Farklı hesaplar ve farklı oyunlar hem Rusya hem de Amerika Türkiye’nin Kürtlere dönük açtığı bu işgal savaşına en azından bir dereceye kadar izin vermiştir. Alınan bu icazet ile tüm dünyanın gözü önünde her türlü kirli teknik kullanılarak gerçekleştirilen bu saldırılarda, savaşa dair hiçbir ahlaki ve hukuki kural gözetilmemektedir. Sivil yerleşim yerlerine yönelik bombardımanlarda aralarında bebeklerin ve çocukların da olduğu siviller katledilmekte; gazeteciler, sivil siyasetçiler yollarını kesen çeteler tarafından infaz edilmektedir.

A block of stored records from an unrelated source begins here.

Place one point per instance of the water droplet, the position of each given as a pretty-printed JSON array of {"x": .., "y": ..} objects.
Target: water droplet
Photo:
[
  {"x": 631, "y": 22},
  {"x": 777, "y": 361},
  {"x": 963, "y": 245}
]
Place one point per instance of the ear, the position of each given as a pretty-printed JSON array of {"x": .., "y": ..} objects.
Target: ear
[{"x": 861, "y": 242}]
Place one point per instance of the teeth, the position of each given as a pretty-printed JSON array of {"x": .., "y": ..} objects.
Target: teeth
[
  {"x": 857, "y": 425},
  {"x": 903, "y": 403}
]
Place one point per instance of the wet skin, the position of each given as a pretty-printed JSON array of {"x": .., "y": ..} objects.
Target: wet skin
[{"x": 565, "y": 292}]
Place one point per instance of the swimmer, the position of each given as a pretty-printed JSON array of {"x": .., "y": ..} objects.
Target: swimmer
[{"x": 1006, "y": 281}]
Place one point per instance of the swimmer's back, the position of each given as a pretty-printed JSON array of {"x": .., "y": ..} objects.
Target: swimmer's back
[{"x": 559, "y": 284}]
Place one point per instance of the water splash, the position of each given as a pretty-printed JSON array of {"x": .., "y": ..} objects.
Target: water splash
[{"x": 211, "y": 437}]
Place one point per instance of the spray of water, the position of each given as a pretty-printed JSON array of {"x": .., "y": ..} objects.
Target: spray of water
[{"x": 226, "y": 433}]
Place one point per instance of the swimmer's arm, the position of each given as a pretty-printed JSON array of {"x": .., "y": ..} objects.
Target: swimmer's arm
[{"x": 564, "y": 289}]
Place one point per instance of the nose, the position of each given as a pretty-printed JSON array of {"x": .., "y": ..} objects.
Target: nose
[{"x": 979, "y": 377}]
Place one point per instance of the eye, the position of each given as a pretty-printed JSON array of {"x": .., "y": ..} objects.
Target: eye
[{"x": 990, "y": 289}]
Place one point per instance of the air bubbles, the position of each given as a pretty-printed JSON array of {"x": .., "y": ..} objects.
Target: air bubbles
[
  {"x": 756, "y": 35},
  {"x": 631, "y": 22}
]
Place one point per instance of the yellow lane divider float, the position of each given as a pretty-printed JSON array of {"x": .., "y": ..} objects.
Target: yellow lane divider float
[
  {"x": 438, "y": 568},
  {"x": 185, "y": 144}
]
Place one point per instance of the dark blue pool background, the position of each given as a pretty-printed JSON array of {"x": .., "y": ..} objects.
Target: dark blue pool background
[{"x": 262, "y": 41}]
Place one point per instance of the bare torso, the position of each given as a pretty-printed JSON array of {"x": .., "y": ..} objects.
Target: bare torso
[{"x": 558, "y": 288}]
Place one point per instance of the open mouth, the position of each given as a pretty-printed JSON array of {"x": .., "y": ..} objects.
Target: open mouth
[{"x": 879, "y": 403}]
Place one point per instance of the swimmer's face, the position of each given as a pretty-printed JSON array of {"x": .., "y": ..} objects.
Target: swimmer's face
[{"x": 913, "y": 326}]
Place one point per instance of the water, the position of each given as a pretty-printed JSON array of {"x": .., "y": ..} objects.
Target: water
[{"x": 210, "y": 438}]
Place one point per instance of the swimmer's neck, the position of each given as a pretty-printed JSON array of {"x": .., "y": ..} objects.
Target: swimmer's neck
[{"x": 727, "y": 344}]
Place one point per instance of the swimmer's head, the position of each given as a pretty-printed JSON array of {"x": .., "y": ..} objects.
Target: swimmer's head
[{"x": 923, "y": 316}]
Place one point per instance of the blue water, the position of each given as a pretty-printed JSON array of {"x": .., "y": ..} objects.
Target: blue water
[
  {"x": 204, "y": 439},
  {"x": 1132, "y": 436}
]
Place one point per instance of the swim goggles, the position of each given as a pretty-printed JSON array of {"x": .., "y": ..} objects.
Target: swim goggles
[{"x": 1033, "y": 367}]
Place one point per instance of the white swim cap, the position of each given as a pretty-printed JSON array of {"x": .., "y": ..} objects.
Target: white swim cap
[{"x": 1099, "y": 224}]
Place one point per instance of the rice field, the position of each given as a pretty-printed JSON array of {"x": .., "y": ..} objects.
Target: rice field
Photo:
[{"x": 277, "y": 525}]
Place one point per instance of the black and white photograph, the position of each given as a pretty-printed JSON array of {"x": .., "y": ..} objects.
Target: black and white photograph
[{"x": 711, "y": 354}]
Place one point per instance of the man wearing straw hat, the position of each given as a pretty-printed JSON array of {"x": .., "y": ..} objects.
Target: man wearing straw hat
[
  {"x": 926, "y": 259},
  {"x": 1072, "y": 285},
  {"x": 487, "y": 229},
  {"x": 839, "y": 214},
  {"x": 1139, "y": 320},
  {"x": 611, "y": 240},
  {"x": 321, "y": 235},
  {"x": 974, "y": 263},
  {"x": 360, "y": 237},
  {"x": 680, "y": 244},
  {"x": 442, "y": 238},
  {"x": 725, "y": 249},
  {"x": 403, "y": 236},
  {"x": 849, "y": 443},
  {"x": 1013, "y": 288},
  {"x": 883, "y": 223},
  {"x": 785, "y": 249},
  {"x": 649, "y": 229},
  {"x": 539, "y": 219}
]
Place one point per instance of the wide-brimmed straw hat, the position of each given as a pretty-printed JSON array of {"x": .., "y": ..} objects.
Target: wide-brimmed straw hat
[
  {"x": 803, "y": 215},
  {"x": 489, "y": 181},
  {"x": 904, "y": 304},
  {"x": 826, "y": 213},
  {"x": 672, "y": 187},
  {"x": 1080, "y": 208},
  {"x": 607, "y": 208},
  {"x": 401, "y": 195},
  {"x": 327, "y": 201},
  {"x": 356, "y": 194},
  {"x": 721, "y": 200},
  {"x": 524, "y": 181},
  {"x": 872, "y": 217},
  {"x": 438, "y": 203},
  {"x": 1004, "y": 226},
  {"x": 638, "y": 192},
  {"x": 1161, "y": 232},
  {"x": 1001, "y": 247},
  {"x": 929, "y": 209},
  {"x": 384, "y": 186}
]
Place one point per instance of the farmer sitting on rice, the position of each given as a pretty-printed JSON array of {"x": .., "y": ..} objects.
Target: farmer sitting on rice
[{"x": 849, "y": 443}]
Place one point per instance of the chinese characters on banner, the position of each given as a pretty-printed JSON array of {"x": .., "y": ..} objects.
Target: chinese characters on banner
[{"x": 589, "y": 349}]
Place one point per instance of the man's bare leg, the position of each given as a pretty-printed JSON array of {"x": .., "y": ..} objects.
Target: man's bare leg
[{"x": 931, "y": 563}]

Ama Kürtlerin işgale karşı gösterdiği tarihsel direniş, tıpkı yirmi yıl önce olduğu gibi, bir kez daha oyunları bozmakta, komploları boşa çıkarmaktadır. Operasyon sahasının her noktasında gösterilen tarihsel direniş, bir kez daha herkese Kürtlerin Suriye siyasetinde askeri ve politik olarak göz ardı edilemeyecek bir güç olduğunun ettirmiştir. Aslolanın maalesef sadece haklılık değil ama aynı zamanda güç olduğu uluslararası düzlemde neredeyse tüm ülkelerin Türkiye’nin bu işgal girişimine karşı tutum almasını sağlayan, bu tarihsel ve haklı direniştir.
Aynı şekilde Kürt direnişinin işgali durdurması, Kürtler ile Suriye rejimi arasında askeri bir anlaşma yapılmasının da yolunu açmıştır. Bu son hamle ile onlarca yıldır süren direnişte billurlaşmış Kürt aklı kıvraklığı ve esnekliği ile iktidarı bir yıl içinde ikinci kez şaşkına çevirmiştir. İlk yenilgilerini telafi etmek, artık gerilemeden dağılma aşamasına geçmiş iktidarlarının ömrünü uzatmak ama en çok da kendilerine bu yenilgiyi yaşatan Kürtlerden intikam almak için girişilen bu hamleleri de bırakın amacına ulaşmayı sadece askeri değil ama aynı zamanda ekonomik, siyasi ve diplomatik açılardan da her geçen gün büyük bir hezimete doğru adım adım gitmektedir.
Saldırılar ne kadar büyük olursa olsun, ödenen bedeler ne kadar ağır olursa olsun şurası artık kesinlikle ortaya çıkmıştır ki Kürtlere dönük bu uluslararası komplo da tıpkı yirmi yıl önce olduğu gibi tarihsel bir direnişle boşa çıkartılmıştır. Kürtler, Rojava Devrimi’nin onlar için ne ifade ettiğini bilen bölge halklarıyla beraber, bu işgal saldırısını hem sahadaki direnişleriyle hem de masadaki diplomatik akıllarıyla şaşkına çevirmişlerdir. Kürt annesini görmesin diye yola çıkanların günü sonunda ne göreceği artık yavaş yavaş ortaya çıkmakta, işgalcilerin ve sömürgecilerin ödeyeceği hesap her geçen gün kabarmaktadır.
Ama kesin olan Kürt’ün annesini göreceğidir ve bunun için çok fazla da beklemesine gerek kalmayacaktır.